Bei dem Verhör hatte Beagle dem Agent geschildert, wie Ta'sen ihn kontaktiert hat... Er hatte nur die Tatsache, dass Anja nicht hundertprozentig Mensch war weggelassen. Und er hoffte, dass Sandoval ihm glaubte, denn ein erneutes Verhör - da war sich der Arzt sicher - würde er nicht überstehen, ohne alles zu gestehen.
Schritte auf dem Gang. Doktor Beagle schaute auf und sah Agent Sandoval, begleitet von zwei Freiwilligen.
„Zo'or ist mit dem, was Sie mir erzählt haben, nicht zufrieden, Doktor. Vielleicht sollten Sie sich lieber dazu entschließen, uns die ganze Wahrheit mitzuteilen.” Bei diesen Worten bedeutete er einem Freiwilligen, das Energiefeld zu deaktivieren.
„Aber ich habe Ihnen doch die Wahrheit gesagt!”
„Wenn Sie so hartnäckig darauf bestehen... Folgen Sie mir bitte.”


Washington, Botschaft des nordamerikanischen Companion

Was Da'an sah, gefiel ihm überhaupt nicht. T'than stand mit einem siegessicheren Grinsen vor ihm und aus seinen Augen sprach etwas, das Da'an lieber nicht darin gesehen hätte. Schließlich riss er sich zusammen. „Was meinst du damit, T'than?”
„Das weißt du genau.” Er kam einen Schritt auf Da'an zu. „Du hättest alles haben können, Da'an, du könntest der Führer der Synode sein, du hattest die Chance, unsere Rasse zu führen und zu retten. Aber du wolltest ja lieber die Karriere deines Kindes vorantreiben, wolltest nicht, dass anderen etwas geschieht. - Und dann sabotierst du auch noch meine Pläne, fällst mir in den Rücken... Warum? Warum lässt du einfach zu, dass jemand die Führung übernimmt, der damit hoffnungslos überfordert ist, der uns im Krieg nicht voranbringt, der uns nicht zu retten vermag?”
„T'than, bitte, du weißt warum... Du bist doch bestimmt nicht hergekommen, um mir das zu sagen?” Da'an bemühte sich um einen diplomatischen Tonfall.
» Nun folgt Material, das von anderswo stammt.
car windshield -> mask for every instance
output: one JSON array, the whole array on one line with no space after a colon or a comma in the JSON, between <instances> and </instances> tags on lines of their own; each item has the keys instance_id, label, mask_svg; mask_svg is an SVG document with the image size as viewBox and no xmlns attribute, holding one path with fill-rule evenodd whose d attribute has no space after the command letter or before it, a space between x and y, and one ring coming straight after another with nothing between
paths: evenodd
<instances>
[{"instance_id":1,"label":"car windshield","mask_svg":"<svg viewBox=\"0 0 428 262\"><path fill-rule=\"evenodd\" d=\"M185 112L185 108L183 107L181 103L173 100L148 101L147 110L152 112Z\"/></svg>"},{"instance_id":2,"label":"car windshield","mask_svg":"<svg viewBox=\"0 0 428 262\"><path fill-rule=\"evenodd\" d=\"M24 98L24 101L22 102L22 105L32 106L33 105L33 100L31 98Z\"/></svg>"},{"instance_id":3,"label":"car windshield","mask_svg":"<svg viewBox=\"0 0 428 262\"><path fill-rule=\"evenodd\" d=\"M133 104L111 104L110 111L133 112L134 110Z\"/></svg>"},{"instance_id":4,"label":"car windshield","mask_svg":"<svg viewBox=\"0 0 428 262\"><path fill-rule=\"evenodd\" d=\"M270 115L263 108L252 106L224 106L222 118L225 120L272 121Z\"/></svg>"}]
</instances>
T'than zu provozieren wäre das letzte, was er sich momentan leisten konnte. In dieser Situation war der Kriegsminister unberechenbar, das hatte er schon einmal erlebt und er wollte es nicht noch einmal darauf ankommen lassen.
„Ich könnte dir noch viel mehr sagen, verlass dich drauf! Aber wie heißt es doch so schön? Deine letzte Aktion war der Tropfen, der das Fass zum Überlaufen gebracht hat, und das weißt du.” Noch ein Schritt in Da'ans Richtung.
„Was genau meinst du?” Er hielt diesen stechenden Blick nicht mehr aus, so sehr er sich auch bemühte.
In einer beinahe resignierenden Geste ließ T'than langsam seine Hände durch die Luft fahren, bevor er sie wieder, wie gewohnt, hinter dem Rücken verschränkte. „Du hättest dich raushalten können, niemand hätte dir die Schuld gegeben, du hättest nichts damit zu tun gehabt. Warum hast du dich mir entgegengestellt, nach allem, was geschehen ist? - Da'an, ich habe es schon zu oft versucht, ich habe mich immer bemüht, Geduld mit dir zu haben, ich habe immer geglaubt, dass wir beide zusammen alles erreichen können...”
„T'than, es ist doch nicht-”
„Nein! Hör auf! Du wirst dich mir nicht noch einmal in den Weg stellen.”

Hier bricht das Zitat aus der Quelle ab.